Once spending-review teams have identified the potential opportunity through benchmarking, they can find levers to realize improvement. This process is typically complex, requiring a combination of financial and operational analysis, detailed discussions with practitioners, and subject-matter expertise.

There are, however, productivity levers that are proven to be effective. Where the focus is on operating costs, the application of automation at scale—particularly in corporate functions such as finance and HR—is widely used to cut labor costs. For external spend, some ministries use a combination of demand management, contract renegotiation, and consolidation in procurement frameworks. In the United Kingdom, Crown Commercial Service is establishing frameworks for different spending categories.

Where the focus is on capital expenditure, ministries seeking to improve productivity can combine reviews of cross-government pipelines, improvements to specifications of individual projects, and value engineering of projects during their delivery. In the United Kingdom, Infrastructure and Projects Authority maintains a single view of the government’s major capital programs. In Sweden, the government has achieved significant efficiencies in highway spending through a standard set of requirements for road projects.

Spending reviews examining transfer payments often focus on levers to reduce the levels of fraud and error in payments.

Using a combination of benchmarks and efficiency levers allows spending-review teams to help ministries locate potential productivity improvements, size the scale of the opportunity, and define actions to deliver efficiencies that can be tested and refined.

4. Agree on recommendations, prioritize actions, and ensure delivery

The ultimate aim of spending reviews is to make a set of recommendations that improve the efficiency and effectiveness of an area of public spending.

In order to have an impact, the spending-review team should agree on a set of recommendations with the ministries that are going to implement them. Recommendations often include changes to policies, funding arrangements, and operations, but without clear stakeholder agreement, they are unlikely to be implemented.

Once the spending-review team has made a set of recommendations, it can work with the relevant ministries to prioritize actions. This process can include defining a road map for the next three, six, and 12 months and beyond. Recommendations may also require additional funding—for example, capital investment in automation to deliver ongoing operational efficiencies. These funding arrangements may take the form of a performance contract between the finance ministry and the line ministries responsible for delivery.
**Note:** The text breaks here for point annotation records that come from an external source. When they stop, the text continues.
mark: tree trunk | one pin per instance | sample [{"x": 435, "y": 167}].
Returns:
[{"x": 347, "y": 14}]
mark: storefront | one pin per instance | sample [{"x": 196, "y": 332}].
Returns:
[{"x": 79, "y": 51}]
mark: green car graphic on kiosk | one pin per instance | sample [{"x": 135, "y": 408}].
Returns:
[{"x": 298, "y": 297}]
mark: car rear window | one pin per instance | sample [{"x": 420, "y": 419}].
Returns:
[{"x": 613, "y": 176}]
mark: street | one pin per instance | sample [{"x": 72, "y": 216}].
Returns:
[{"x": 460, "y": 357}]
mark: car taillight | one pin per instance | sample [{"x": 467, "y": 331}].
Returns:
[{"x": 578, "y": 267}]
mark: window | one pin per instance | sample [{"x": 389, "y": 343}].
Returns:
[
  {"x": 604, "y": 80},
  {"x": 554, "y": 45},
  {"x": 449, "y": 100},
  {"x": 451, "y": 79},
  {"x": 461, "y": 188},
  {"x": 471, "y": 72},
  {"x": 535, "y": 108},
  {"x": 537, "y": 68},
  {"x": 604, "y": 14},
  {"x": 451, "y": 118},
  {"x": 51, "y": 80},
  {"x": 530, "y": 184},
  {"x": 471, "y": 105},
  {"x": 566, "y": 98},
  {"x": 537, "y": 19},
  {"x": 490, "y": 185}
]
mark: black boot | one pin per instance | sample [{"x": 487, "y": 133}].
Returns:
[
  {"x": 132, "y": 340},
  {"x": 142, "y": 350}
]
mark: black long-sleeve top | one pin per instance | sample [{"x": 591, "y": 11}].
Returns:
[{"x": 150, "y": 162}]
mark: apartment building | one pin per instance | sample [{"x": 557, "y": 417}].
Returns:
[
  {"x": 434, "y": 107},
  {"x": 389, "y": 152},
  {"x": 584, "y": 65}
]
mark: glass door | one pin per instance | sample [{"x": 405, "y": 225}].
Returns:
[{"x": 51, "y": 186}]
Finally, spending reviews are most effective when the spending-review team follows up to ensure delivery, based on frameworks that define key performance indicators and include timetables for subsequent reviews and annual reviews of review-team impact across the portfolio of projects.


Spending reviews—as pioneered in Australia, Denmark, Italy, and the United Kingdom—offer a powerful new approach to ensuring value in public spending. Deploying a small, mixed team over a fixed period to review a defined area of public spending has consistently been able to provide deep insights into the cost base and identify efficiencies. For countries that have yet to seize this opportunity, reviews offer a realistic and attainable route to getting more value from public spending.